转眼就是三天,我身上的伤也都结疤了。原本还想在家里继续赖着,但老爸拧着棍子就开始赶人。毕竟在他们看来,我身上的阴气未除,而且离高考也就剩下半个月,再这么在家里无所事事的,怎么都不合适。
我万般无奈下,也只能跟我的幸福生活说了拜拜,当天傍晚就拧着东西直奔道观。
道观里黑漆漆的,也不知道张瞎子是在还是不在。反正只有他一个人的时候,这灯是绝对不会开的。
“喂,有人吗?”我把着道观的大门叫了声。
里面没有动静,这个时间点还没人,估计张瞎子又到什么溜达去了。
说起来我好像已经来这里一个多星期了,但实际上真在道观里住的也没两天。我拿着手机,靠着微弱的灯光走了进去,好不容易摸到后院总闸那里。

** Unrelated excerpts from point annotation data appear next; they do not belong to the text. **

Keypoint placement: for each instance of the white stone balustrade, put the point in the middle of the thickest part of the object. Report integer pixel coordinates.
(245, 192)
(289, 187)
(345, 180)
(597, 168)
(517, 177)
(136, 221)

果然,电闸是被拉上的。打开电闸摸回大厅,开了灯后,道观里总算是有了点光亮。
到厨房看了下,厨房里干干净净的,看样子也是几天没开锅。这么看来,张瞎子还真是去什么地方做道场去了。
来道观前已经在家里吃过晚饭,这道观又冷清清的,我干脆就早早的回到柴房里。